He snatches the greens from your chopsticks and stuffs them into his mouth in one big bite before either of you can think any better about it. For two whole seconds, nothing happens. But you can already see his eyes glossing over, and you know more is to come.
After the third second passes, his entire soul leaves his body.
His face contorts with the full betrayal of a twelve-year-old discovering—too late—that his confidence will only carry him so far. He clamps one hand over his mouth and makes a sound that might have been a cough if it had not been oddly similar to a gag.
You raise your eyebrows in amusement, watching him fight for his life—for real—this time.
He chews once more, and his eyes begin to water.
“You can spit it out,” you offer.
Naruto shakes his head, jaw paralyzed.
“Are you sure, Naruto?” you ask, resisting the urge to chuckle at him.
He nods, attempting to chew, face red and shiny with blossoming sweat now.
“Looks like you lost this match to the greens,” you say.
He swallows. Barely. And clearly suppresses a gag. Then he grabs his water again, chugs half of it in one go, then gasps like he has returned from war and is no longer famished.

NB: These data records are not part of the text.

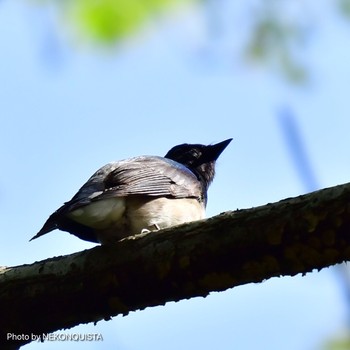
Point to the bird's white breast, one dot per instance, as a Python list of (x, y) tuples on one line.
[(101, 214)]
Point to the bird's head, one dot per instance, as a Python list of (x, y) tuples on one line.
[(199, 158)]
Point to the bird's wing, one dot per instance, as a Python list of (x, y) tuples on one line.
[(146, 175)]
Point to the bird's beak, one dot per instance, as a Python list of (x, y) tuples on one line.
[(218, 148)]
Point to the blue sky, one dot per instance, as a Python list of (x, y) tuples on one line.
[(68, 109)]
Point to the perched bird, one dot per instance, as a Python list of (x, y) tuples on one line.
[(140, 194)]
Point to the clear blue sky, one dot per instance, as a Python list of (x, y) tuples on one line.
[(67, 110)]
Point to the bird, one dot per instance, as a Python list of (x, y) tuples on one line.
[(140, 194)]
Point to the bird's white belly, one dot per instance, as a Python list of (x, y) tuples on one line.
[(116, 218), (101, 214)]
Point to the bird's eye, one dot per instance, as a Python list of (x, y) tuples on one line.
[(195, 153)]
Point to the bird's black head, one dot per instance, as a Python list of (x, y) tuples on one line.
[(199, 158)]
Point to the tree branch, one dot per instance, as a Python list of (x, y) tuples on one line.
[(292, 236)]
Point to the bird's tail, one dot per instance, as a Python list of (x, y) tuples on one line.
[(49, 226)]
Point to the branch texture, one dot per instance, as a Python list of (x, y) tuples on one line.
[(292, 236)]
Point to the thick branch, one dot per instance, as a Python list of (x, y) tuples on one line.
[(292, 236)]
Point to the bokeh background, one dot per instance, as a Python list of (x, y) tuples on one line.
[(85, 82)]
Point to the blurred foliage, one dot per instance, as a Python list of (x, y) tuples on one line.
[(341, 343), (108, 21), (275, 40), (344, 6)]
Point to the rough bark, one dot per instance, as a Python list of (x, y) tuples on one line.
[(292, 236)]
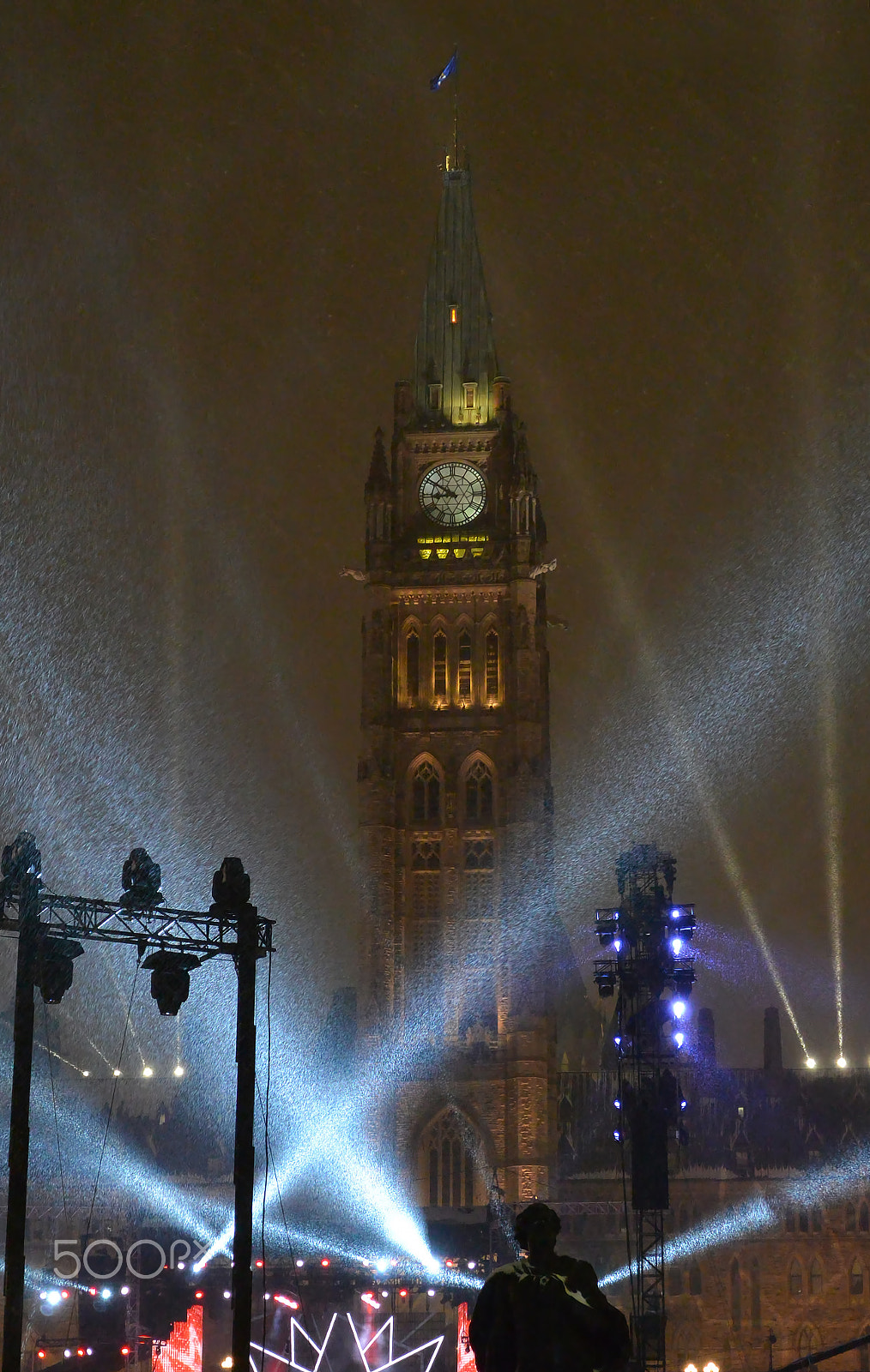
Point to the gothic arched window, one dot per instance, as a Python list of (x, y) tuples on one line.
[(426, 795), (807, 1342), (479, 793), (439, 665), (412, 665), (451, 1154), (755, 1294), (736, 1294), (492, 665), (464, 674)]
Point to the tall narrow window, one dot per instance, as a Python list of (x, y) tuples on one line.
[(412, 665), (807, 1342), (464, 678), (426, 796), (736, 1296), (479, 795), (479, 869), (492, 665), (439, 665), (755, 1294)]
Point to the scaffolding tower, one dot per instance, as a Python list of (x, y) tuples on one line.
[(649, 973)]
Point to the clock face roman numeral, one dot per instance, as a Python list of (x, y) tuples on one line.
[(453, 493)]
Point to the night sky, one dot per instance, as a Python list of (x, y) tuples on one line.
[(215, 226)]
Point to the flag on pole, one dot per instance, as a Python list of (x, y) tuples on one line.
[(453, 66)]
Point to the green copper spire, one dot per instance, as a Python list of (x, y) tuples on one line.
[(455, 356)]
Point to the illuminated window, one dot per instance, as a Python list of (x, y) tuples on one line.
[(492, 665), (736, 1294), (755, 1294), (479, 793), (479, 869), (439, 665), (464, 676), (412, 665), (426, 796)]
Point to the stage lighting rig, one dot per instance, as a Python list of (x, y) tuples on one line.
[(645, 939), (48, 930)]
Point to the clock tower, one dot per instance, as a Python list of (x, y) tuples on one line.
[(458, 930)]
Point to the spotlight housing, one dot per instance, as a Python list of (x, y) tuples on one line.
[(171, 978), (140, 878), (54, 967)]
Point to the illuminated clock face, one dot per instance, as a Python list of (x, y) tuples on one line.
[(453, 493)]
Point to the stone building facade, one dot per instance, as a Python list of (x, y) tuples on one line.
[(462, 960), (458, 932)]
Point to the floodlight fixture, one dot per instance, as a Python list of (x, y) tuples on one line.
[(54, 966), (171, 978), (140, 878)]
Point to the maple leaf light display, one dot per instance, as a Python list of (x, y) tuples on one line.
[(183, 1353), (370, 1353)]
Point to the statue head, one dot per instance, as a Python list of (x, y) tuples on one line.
[(537, 1228)]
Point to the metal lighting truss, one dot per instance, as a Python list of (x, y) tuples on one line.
[(645, 937), (48, 930)]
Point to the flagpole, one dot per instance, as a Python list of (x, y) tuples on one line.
[(456, 110)]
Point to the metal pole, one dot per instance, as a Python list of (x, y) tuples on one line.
[(243, 1163), (20, 1124)]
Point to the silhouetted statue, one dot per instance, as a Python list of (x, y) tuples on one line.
[(545, 1312)]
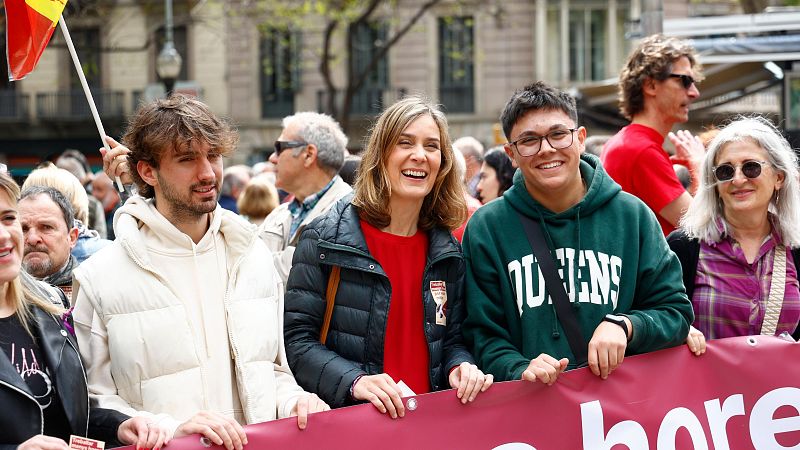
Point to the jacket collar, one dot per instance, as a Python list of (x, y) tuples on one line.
[(70, 381), (137, 212), (347, 232)]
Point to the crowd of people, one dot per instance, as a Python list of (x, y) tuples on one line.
[(321, 279)]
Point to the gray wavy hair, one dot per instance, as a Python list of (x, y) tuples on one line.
[(700, 220), (325, 133)]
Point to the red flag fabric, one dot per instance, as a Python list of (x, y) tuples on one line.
[(29, 26)]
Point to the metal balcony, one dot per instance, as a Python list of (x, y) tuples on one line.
[(14, 106), (72, 106), (366, 102)]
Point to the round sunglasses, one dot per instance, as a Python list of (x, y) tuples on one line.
[(750, 169)]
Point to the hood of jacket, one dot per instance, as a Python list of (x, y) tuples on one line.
[(600, 190), (139, 212)]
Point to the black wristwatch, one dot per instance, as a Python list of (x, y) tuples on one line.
[(619, 320)]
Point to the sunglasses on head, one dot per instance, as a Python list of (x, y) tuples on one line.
[(280, 146), (750, 169), (686, 80)]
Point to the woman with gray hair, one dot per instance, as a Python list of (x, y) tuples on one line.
[(738, 242)]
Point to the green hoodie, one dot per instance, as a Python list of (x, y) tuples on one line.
[(608, 248)]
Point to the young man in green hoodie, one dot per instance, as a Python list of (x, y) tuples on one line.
[(623, 283)]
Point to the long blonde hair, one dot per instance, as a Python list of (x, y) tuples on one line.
[(22, 294)]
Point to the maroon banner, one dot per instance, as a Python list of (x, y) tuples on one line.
[(742, 394)]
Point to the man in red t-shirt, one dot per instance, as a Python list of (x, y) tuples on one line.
[(657, 85)]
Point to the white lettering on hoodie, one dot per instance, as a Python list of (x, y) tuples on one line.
[(597, 276)]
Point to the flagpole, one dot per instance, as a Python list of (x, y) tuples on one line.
[(87, 91)]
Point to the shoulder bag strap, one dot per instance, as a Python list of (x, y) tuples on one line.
[(555, 287), (777, 287), (330, 298)]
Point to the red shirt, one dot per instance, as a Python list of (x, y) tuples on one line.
[(636, 160), (405, 349)]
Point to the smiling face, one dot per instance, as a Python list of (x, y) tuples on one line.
[(744, 195), (10, 240), (413, 163), (551, 176)]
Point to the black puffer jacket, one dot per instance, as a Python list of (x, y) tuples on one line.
[(355, 341)]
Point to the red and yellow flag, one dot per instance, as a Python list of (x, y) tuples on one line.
[(29, 25)]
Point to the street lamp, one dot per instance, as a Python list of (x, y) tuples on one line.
[(168, 63)]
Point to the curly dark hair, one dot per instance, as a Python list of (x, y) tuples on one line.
[(171, 124), (652, 58)]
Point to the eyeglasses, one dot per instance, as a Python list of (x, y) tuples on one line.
[(750, 169), (686, 80), (531, 144), (280, 146)]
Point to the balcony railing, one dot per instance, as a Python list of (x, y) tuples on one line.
[(457, 99), (367, 101), (13, 106), (72, 106)]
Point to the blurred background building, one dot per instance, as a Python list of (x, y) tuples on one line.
[(258, 61)]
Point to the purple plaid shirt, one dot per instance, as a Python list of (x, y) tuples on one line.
[(730, 294)]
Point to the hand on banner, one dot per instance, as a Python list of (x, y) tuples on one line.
[(115, 162), (142, 432), (696, 341), (42, 442), (607, 348), (545, 368), (381, 391), (306, 405), (470, 381), (217, 428)]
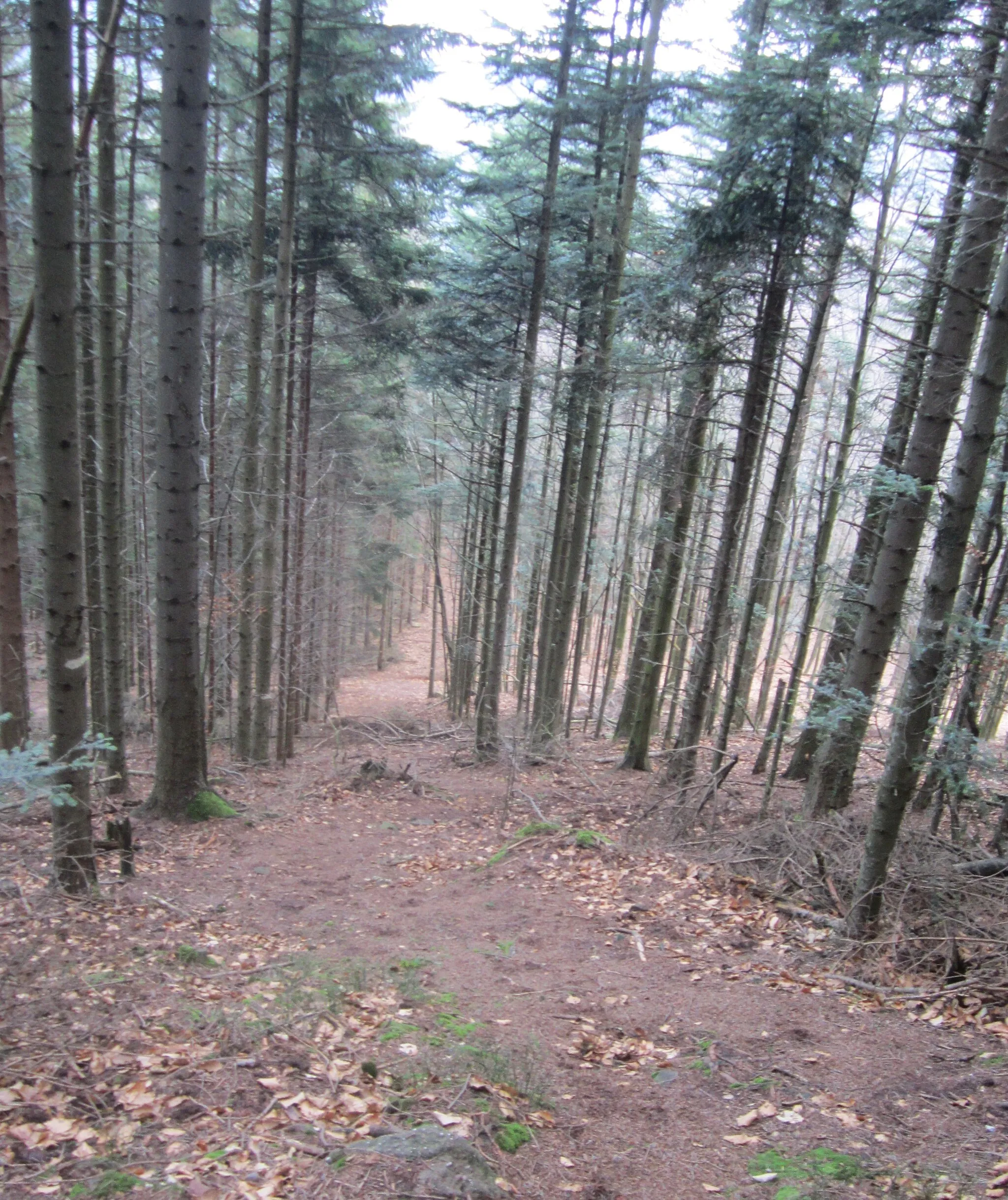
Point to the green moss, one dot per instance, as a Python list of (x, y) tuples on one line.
[(113, 1184), (588, 839), (822, 1163), (834, 1166), (459, 1029), (191, 955), (537, 827), (207, 806), (511, 1137)]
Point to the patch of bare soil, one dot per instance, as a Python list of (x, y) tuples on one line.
[(363, 952)]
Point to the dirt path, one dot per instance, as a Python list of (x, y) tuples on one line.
[(651, 1004)]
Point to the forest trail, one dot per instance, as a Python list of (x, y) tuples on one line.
[(634, 1011)]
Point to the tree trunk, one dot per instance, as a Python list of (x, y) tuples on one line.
[(626, 581), (14, 669), (111, 423), (833, 773), (904, 410), (89, 428), (549, 707), (182, 755), (250, 450), (283, 333), (488, 712), (699, 393), (295, 672), (59, 447), (916, 706)]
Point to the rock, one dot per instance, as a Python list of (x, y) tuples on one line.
[(455, 1169)]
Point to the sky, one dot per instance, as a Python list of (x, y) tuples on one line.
[(694, 33)]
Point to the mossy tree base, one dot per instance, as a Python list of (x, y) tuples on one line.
[(202, 804)]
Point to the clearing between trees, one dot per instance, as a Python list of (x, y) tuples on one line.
[(364, 949)]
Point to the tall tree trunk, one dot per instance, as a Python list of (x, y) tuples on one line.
[(111, 421), (59, 443), (772, 537), (699, 394), (89, 425), (180, 762), (833, 772), (488, 713), (949, 767), (253, 389), (14, 669), (549, 712), (904, 409), (297, 676), (283, 333), (626, 580), (916, 706)]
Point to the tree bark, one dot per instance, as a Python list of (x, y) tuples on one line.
[(549, 701), (53, 163), (904, 409), (833, 772), (283, 333), (916, 706), (488, 712), (111, 421), (14, 669), (250, 450), (89, 425), (180, 761)]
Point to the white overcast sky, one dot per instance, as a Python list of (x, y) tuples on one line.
[(694, 33)]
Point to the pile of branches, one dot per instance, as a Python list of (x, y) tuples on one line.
[(944, 909)]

You wait for him to recover.
He wipes the water and sweat from his mouth and the surrounding area. Then, he looks at you with fixated attention and seriousness.
“That,” he coughs, “was a dirty, dirty trick.”
“You chose to prove yourself,” you shrug.
“Please, you’re still alive, aren’t you?”
The retort is so absurd coming from him, so offended and breathless and pure, that the laugh slips out between your lips before you can stop it. Small, sure. Quieter than most would notice, but there nonetheless.
And Naruto hears it, of course. His expression changes with amazing speed, all the tragedy caused by the bitter greens vanishing beneath his vibrant triumph.
“You laughed,” he breathes.
“You were merely recovering from poison.”
“It was real,” he insists, leaning forward, grin growing wider. “You laughed because I’m funny.”
“I laughed because you looked like you were in a losing fight with vegetables.”
You’re annoyed. You should be more annoyed. But you can’t bring yourself to be. You’re still smiling, and that makes the annoyance less convincing than it should be.
Naruto notices that too. He seems to notice every crack in a wall once he realizes it exists, and what he has to do to see that specific crack out of all the others.
He points at your face, triumphant. “See? You’re still doing it!”
You turn away. “Whatever. Go eat your rocks.”
“I don’t have rocks anymore.”
“You trying to get rid of me already, Sena?”
You hear it. The question is tossed out like another stupid joke of his, but something quieter lingers between the words and clings to the breath he used to say them. You feel it, too—the small shift, the tiniest pressure change in his chakra. It makes the air tighten around him, compressing him into something smaller. He hides it (badly) beneath a growing grin, hesitation lingering behind his eyes.
You wonder how no one else seems to see it.
You look into his eyes. Naruto is still smiling that too wide, too bright, too ready for your answer to hurt smile. And you realize, with a strangely familiar flair in your heart, that he does not expect people to let him stay. He expects to make people laugh, entertain—or exhaust—them for a while, force his way into something light and desirable, and then be shoved out of the way once he has fulfilled his purpose or has let too many things slip between the cracks of his teeth while adorning that infamous grin of his.
You understand that more than you want to. Understand him more than you think is appropriate for having just properly spoken to each other. And it’s not because you too force your way through doorways trying to slam shut despite your fingers being caught in the frame, but because you don’t. Because you have spent most of your seventeen years trying to be easy, only to still be set aside.
Your hands fall in your lap.
“No, Naruto, I’m not trying to get rid of you,” you finally say.
And he blinks, face straining to maintain that too wide of a grin. You see him fighting to keep the edges up despite their will to soften and lose some of their sharpness. For a moment, he looks younger than he did before. Younger than the shouting, the stealing, the stubbornness, the radiance he wears like a suit of armor around his heart.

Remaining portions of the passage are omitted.